Are the 'Stronger Than The Storm' ads political?

NEPTUNE -- New Jersey may be stronger than the storm, as the jingle in the advertisement goes, but Gov. Christie isn't better than the victims of the storm.

That's the message Christie's Democratic challenger, Sen. Barbara Buono (D., Middlesex), sought to send Wednesday at a news conference staged in front of a home gutted by Sandy and owned by two school teachers who said they've been denied rebuilding funds from the state.

In her most direct attack yet on the Republican governor's chief political strength -- his shepherding of the state after Sandy -- Buono seized on a report last weekend from the Asbury Park Press indicating that Christie picked a high bidder for a federally-funded, post-Sandy tourism advertising campaign. Another advertising agency would have cost $2 million less -- except that agency didn't plan to include Christie in its commercials.

The ad campaign, with its Stronger Than The Storm moniker, is part of $25 million earmarked for tourism marketing from the more than $20 billion in New Jersey Sandy aid approved by Congress and the Obama administration. The ads contain a catchy -- and perhaps annoying -- jingle, and most end with shots of Christie, his wife and children on the beach together declaring how strong they are after the storm.

This is purely a Christie campaign ad, Buono alleges. And she wants the Christie campaign to refund the $2 million difference between the winning $4.7 million bid from the firm MWW and that of another agency, Sigma Group. Two other bids came in higher than both companies but their proposals didn't make it into a final round of review by a Christie-appointed panel.

"Nothing short of outrage should be shown because he is putting his ego and ambitions over the victims," Buono said. The ads run in other states beyond New Jersey, and Buono has long alleged that Christie plans to leave office and run for president if he wins a second term in November.

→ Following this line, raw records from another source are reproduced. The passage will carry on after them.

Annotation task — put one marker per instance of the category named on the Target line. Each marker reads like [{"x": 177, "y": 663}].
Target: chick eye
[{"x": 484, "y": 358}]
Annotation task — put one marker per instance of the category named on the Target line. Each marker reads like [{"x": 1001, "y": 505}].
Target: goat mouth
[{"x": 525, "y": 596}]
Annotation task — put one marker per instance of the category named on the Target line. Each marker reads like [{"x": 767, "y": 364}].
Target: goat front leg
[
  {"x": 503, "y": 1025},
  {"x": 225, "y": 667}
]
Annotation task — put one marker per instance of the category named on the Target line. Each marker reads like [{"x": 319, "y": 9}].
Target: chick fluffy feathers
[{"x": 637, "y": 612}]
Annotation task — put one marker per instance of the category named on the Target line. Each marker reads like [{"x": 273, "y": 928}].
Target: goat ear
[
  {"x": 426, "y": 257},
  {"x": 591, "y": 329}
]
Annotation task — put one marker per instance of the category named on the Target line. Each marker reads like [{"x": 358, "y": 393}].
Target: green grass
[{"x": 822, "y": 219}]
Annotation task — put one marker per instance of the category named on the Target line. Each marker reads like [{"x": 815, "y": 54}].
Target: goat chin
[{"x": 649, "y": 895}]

A spokesman for the governor, Michael Drewniak, said Buono is "willfully abusing the truth." He attributed the $2 million cost differential to "MWW’s much more aggressive, labor-intensive work in producing and supporting a large number of localized events, coordination with businesses, municipalities, and local and regional tourism organizations."

He added: "The MWW campaign offered a wider platform of events and media strategies, was a far better value overall, and let people know that the Jersey Shore was ready and open for business this summer." The Stronger Than The Storm campaign has so far produced nine promotional events at the Shore, and supported several more community events.

John Lambert, 57, and his wife, Lee Ann Newland, 49, both music teachers, don't see the point of the campaign, considering their circumstances. They said they evacuated after Sandy when storm surge carrying boats overran their neighborhood next to an inlet in Monmouth County. 

"Our house was just completely turned upside down," Lambert said. Most of the floor in the first floor is missing, and it reeks of mold. The grass outside is overgrown.

But while contractors say the house needs to be demolished, the insurance company disagrees and won't pay to rebuild, they said. They've run out of money paying the mortgage and taxes on a house they don't live in, and have put the house up for sale.

Although they were approved for a $10,000 grant from the state to stay in the county for three years, they said they cannot put that money toward construction and were denied for a second grant of up to $150,000 from the state's Rehabilitation, Reconstruction, Elevation and Mitigation (RREM) program. The program, they were told, ran out of money.

"I don't feel like we're part of 'Strong Jersey,'" Lambert said. "I feel like we're being left out. To hear funds are being used for political campaigns doesn't seem right to me."

The sounds of construction echo in their neighborhood, and "Jersey Strong" bumper stickers are on many bumper stickers.

But "in our house," Newland said, "'Jersey Strong' is 'Jersey Wrong.'" 

The couple has been staying in a nearby apartment funded by the Federal Emergency Management Agency. They don't support Christie -- and said they didn't support him before Sandy, either.